By Mark Abraham | 3 May 2007

You know what? Metal Box (1979) should probably be here, but it isn’t. So consider that its honorable mention.

Not much more than a year ago the majority of this list was either hard or impossible to purchase. Now only a couple of them are. This speaks as much to the rise of post-punk influence as it does to the fact that several of these bands have reformed more recently. It also speaks to an unusual competence in the record industry to respond to actual audience demand. Reissue Beat Rhythm News!
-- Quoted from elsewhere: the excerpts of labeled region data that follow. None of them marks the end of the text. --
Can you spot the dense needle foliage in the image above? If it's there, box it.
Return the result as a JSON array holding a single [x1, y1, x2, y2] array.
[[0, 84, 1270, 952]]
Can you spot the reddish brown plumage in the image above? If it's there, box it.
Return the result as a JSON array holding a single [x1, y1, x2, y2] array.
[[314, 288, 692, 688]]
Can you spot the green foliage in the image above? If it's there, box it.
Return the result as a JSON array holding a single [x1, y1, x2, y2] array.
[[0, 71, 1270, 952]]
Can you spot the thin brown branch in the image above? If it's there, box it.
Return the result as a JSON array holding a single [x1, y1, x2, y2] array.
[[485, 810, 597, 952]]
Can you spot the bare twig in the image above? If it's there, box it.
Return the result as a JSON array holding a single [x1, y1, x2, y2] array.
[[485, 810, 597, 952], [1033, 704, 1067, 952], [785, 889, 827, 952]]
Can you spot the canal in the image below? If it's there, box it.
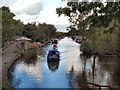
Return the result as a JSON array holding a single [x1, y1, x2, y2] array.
[[9, 37, 120, 88]]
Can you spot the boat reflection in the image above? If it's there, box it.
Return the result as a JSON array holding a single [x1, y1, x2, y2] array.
[[47, 60, 59, 72]]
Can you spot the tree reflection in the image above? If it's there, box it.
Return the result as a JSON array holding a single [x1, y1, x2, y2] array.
[[24, 49, 38, 66], [47, 60, 59, 72]]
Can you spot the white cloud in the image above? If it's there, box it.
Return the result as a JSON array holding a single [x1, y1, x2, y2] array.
[[11, 0, 43, 15], [0, 0, 69, 31]]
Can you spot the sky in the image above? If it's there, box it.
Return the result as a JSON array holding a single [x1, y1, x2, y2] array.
[[0, 0, 69, 32]]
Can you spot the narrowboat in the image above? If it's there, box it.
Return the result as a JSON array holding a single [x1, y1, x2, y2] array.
[[47, 49, 60, 61]]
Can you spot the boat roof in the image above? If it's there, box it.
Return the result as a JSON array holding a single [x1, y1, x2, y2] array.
[[50, 49, 58, 52]]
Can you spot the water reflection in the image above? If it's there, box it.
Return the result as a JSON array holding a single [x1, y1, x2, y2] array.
[[8, 38, 120, 88], [76, 54, 120, 88], [47, 60, 59, 72], [24, 49, 38, 66]]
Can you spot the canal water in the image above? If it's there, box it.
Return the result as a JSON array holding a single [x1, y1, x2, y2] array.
[[9, 37, 120, 88]]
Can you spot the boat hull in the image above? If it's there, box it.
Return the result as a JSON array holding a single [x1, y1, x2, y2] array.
[[47, 49, 60, 61]]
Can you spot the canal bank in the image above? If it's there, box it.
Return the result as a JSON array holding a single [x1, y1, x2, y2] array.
[[2, 42, 47, 89], [9, 38, 120, 88], [2, 42, 21, 89]]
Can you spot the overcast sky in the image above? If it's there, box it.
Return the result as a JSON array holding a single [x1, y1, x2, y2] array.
[[0, 0, 69, 32]]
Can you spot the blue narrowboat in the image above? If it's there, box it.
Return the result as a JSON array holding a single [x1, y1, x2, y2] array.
[[47, 49, 60, 60]]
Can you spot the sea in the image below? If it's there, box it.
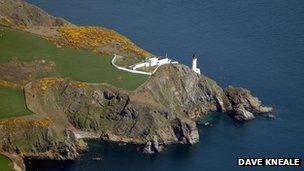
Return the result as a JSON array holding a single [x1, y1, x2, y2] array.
[[27, 0, 304, 171]]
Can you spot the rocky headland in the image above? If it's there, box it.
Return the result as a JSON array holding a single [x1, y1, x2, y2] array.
[[0, 0, 272, 169]]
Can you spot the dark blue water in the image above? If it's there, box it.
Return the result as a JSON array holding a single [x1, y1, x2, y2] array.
[[28, 0, 304, 171]]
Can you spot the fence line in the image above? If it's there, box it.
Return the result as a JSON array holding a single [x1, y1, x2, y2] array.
[[111, 54, 153, 75]]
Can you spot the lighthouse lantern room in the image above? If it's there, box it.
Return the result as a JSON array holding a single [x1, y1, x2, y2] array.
[[192, 54, 201, 74]]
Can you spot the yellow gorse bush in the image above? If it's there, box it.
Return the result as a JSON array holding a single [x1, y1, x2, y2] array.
[[57, 26, 150, 57]]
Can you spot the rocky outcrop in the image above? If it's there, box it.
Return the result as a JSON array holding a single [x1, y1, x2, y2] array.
[[0, 118, 85, 160], [25, 78, 198, 148], [225, 86, 273, 121], [137, 65, 231, 121], [25, 65, 271, 153]]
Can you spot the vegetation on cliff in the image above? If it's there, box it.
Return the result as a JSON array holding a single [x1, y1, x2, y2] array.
[[0, 154, 13, 171], [54, 26, 151, 57]]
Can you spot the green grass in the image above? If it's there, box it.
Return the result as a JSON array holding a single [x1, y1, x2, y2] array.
[[0, 27, 148, 119], [0, 87, 32, 119], [0, 27, 148, 90], [0, 154, 13, 171]]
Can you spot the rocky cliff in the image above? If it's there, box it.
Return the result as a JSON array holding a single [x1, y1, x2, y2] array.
[[19, 65, 271, 152], [0, 0, 70, 27]]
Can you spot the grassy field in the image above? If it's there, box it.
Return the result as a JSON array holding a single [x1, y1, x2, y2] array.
[[0, 154, 13, 171], [0, 87, 31, 119], [0, 27, 148, 119], [0, 27, 147, 90]]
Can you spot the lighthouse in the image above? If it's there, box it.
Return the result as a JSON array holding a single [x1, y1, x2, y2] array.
[[192, 54, 201, 74]]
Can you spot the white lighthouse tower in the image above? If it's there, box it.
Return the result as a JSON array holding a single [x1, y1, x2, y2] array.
[[192, 54, 201, 74]]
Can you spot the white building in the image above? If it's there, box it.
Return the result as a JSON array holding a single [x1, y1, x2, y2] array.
[[192, 55, 201, 74]]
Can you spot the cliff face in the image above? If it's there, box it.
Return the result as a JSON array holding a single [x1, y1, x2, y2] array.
[[19, 65, 270, 155], [25, 79, 198, 151], [138, 65, 231, 121], [0, 0, 70, 27], [0, 118, 85, 160]]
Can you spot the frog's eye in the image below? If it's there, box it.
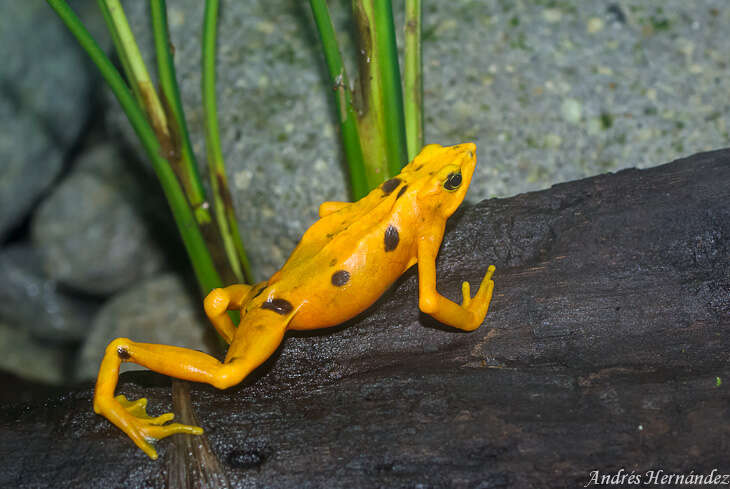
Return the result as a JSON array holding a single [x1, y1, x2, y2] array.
[[444, 173, 461, 190]]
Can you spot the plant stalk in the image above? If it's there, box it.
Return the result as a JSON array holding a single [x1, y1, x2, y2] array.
[[150, 0, 212, 224], [352, 0, 407, 181], [403, 0, 423, 161], [309, 0, 366, 200], [46, 0, 222, 294], [202, 0, 254, 284], [99, 0, 170, 141]]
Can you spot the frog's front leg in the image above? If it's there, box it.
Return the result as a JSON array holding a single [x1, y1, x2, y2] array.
[[94, 311, 290, 459], [418, 234, 494, 331], [203, 284, 264, 345]]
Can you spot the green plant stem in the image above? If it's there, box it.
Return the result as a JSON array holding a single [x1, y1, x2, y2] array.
[[352, 0, 407, 182], [150, 0, 211, 224], [202, 0, 254, 284], [309, 0, 366, 200], [46, 0, 222, 294], [98, 0, 170, 141], [403, 0, 423, 161]]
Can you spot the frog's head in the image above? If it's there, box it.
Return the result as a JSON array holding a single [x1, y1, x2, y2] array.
[[403, 143, 477, 217]]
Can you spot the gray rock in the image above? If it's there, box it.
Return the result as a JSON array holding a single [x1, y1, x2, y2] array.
[[0, 95, 63, 240], [0, 321, 69, 384], [0, 245, 95, 342], [32, 146, 163, 295], [76, 274, 213, 380], [0, 0, 94, 239], [106, 0, 730, 277]]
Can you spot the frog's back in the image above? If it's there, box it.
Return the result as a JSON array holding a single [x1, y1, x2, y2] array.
[[268, 175, 414, 329]]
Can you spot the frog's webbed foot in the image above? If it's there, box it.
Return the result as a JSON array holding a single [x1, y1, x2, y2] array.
[[418, 234, 494, 331], [94, 395, 203, 459], [461, 265, 494, 329]]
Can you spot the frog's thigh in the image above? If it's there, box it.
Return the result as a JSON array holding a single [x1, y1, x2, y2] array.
[[97, 325, 286, 397], [319, 200, 350, 218]]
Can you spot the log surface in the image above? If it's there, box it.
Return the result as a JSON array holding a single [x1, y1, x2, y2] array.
[[0, 150, 730, 488]]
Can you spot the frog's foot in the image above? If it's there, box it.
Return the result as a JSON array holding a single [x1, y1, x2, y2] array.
[[94, 395, 203, 460], [461, 265, 495, 331]]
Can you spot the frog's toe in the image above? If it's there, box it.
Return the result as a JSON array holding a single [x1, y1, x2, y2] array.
[[142, 423, 203, 440]]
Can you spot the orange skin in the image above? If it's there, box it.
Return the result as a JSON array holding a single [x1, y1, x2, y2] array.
[[94, 143, 494, 459]]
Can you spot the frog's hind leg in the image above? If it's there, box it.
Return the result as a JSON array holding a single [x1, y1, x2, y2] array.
[[94, 301, 295, 459]]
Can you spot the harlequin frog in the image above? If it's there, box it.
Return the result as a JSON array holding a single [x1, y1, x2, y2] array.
[[94, 143, 494, 459]]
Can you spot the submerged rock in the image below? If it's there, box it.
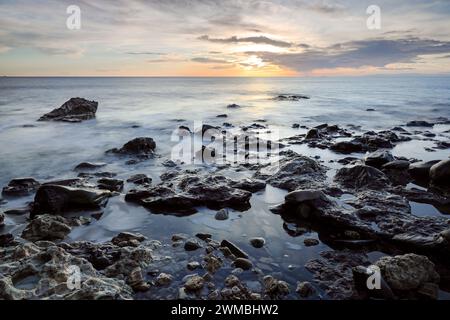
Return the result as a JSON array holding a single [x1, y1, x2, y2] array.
[[2, 178, 40, 197], [38, 98, 98, 122], [31, 185, 111, 216]]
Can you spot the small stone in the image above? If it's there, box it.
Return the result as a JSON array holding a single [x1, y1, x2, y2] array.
[[184, 275, 205, 291], [250, 237, 266, 248], [295, 281, 316, 298], [215, 209, 229, 220], [303, 238, 320, 247]]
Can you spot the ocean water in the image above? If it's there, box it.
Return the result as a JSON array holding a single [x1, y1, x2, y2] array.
[[0, 76, 450, 298]]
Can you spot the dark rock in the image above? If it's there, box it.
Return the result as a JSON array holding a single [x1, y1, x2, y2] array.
[[32, 185, 111, 216], [2, 178, 40, 197], [127, 173, 152, 185], [97, 178, 123, 191], [107, 137, 156, 156], [250, 237, 266, 248], [233, 258, 253, 270], [220, 239, 248, 259], [334, 165, 390, 190], [39, 98, 98, 122], [364, 150, 395, 169], [74, 162, 106, 170], [406, 120, 434, 127]]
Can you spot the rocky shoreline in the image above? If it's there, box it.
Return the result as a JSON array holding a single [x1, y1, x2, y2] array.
[[0, 95, 450, 300]]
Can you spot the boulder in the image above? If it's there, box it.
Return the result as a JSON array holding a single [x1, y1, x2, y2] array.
[[2, 178, 40, 197], [39, 98, 98, 122], [31, 185, 111, 216]]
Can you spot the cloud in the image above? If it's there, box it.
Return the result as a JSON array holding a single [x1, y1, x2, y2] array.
[[256, 37, 450, 72], [198, 35, 293, 48]]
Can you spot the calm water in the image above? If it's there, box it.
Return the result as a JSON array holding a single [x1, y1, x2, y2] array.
[[0, 76, 450, 298]]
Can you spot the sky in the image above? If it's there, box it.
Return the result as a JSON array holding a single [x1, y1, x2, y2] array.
[[0, 0, 450, 77]]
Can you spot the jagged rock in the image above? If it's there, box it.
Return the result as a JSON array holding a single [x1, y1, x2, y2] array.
[[38, 98, 98, 122], [107, 137, 156, 156], [31, 185, 111, 216], [295, 281, 316, 298], [127, 173, 152, 185], [406, 120, 434, 128], [334, 165, 389, 190], [97, 178, 123, 191], [249, 237, 266, 248], [0, 242, 132, 300], [2, 178, 40, 197], [111, 232, 147, 247], [364, 150, 395, 169], [375, 253, 439, 291]]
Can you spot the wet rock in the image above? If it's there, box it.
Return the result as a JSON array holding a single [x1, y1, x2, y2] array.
[[184, 275, 205, 291], [97, 178, 123, 191], [21, 214, 72, 241], [334, 165, 390, 190], [0, 242, 132, 300], [330, 141, 366, 154], [214, 209, 229, 220], [274, 94, 310, 101], [295, 281, 316, 298], [107, 137, 156, 156], [250, 237, 266, 248], [127, 173, 152, 185], [375, 253, 439, 291], [74, 162, 106, 171], [430, 159, 450, 190], [156, 273, 173, 287], [38, 98, 98, 122], [220, 240, 248, 259], [184, 238, 202, 251], [406, 120, 434, 128], [408, 160, 440, 182], [233, 258, 253, 270], [303, 238, 320, 247], [31, 185, 110, 216], [364, 150, 395, 169], [2, 178, 40, 197], [111, 232, 147, 247]]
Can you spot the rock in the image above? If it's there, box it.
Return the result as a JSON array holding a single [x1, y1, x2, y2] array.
[[334, 165, 390, 190], [97, 178, 123, 192], [364, 150, 395, 169], [184, 238, 202, 251], [127, 173, 152, 185], [74, 162, 106, 171], [38, 98, 98, 122], [31, 185, 111, 216], [184, 275, 205, 291], [220, 240, 248, 259], [156, 273, 173, 287], [406, 120, 434, 127], [107, 137, 156, 156], [250, 237, 266, 248], [303, 238, 320, 247], [375, 253, 439, 291], [295, 281, 316, 298], [2, 178, 40, 197], [233, 258, 253, 270], [274, 94, 310, 101], [330, 141, 366, 154], [408, 160, 440, 182], [305, 128, 321, 140], [21, 214, 72, 241], [430, 159, 450, 190], [382, 160, 410, 170], [111, 232, 147, 247], [214, 209, 229, 220]]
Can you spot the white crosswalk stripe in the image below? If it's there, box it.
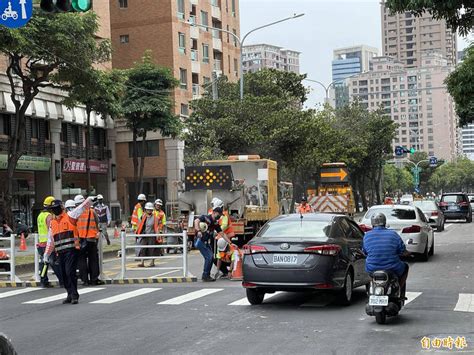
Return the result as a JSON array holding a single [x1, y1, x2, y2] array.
[[0, 287, 44, 299], [89, 288, 161, 304], [157, 288, 224, 305], [23, 287, 104, 304]]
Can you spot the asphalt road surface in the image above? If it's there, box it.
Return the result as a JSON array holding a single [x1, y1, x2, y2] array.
[[0, 222, 474, 354]]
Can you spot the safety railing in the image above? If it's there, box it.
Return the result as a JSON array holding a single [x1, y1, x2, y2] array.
[[120, 231, 188, 280]]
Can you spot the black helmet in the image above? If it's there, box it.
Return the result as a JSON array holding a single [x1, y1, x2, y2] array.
[[370, 212, 387, 227]]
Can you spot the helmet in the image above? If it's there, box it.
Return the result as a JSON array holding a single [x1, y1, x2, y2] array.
[[64, 200, 76, 208], [370, 212, 387, 227], [217, 238, 227, 251], [43, 196, 54, 207], [74, 195, 84, 205]]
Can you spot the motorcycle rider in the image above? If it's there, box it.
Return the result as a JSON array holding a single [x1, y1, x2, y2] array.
[[362, 212, 410, 299]]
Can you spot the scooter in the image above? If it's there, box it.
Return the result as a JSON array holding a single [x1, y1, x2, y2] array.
[[365, 270, 406, 324]]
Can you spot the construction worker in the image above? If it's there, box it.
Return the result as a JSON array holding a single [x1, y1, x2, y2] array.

By way of introduction, I’ll just say that these bands — mostly British, but three American — are all pretty political, either identifying as avant or Marxist or situationist or just sort of falling into those rhythms. Generally, they’re coming out of first-wave punk into a late seventies plagued with resource crises, the arms race, the failure of the SALT pact, Margaret Thatcher and (almost) Ronald Reagan, the rise of the New Right in both countries, and a general sense of malaise born from the failure of the sixties combined with a growing sense of dissatisfaction with the nihilism of punk. A lot of the collage work, tape manipulation, and homemade music can be, I think, attributed to an inchoate post-industrial economy, the initial stages of heavy advances in computer technology, and a general fear of the deconstruction represented in a nuclear holocaust (explicitly with This Heat, but implicitly elsewhere). These are angry bands working to make their music advance those politics; these are bands that are all pretty much creating their own sounds as a result. And maybe that’s the greatest legacy of post-punk: there were so many distinct styles of music created in this period — hell, in 1979 alone — that the tethers of market demand, fashion, and commodity were displaced enough to allow an independent scene to grow more coherently than it had. Punk laid the groundwork, sure, but post-punk broke down the wall.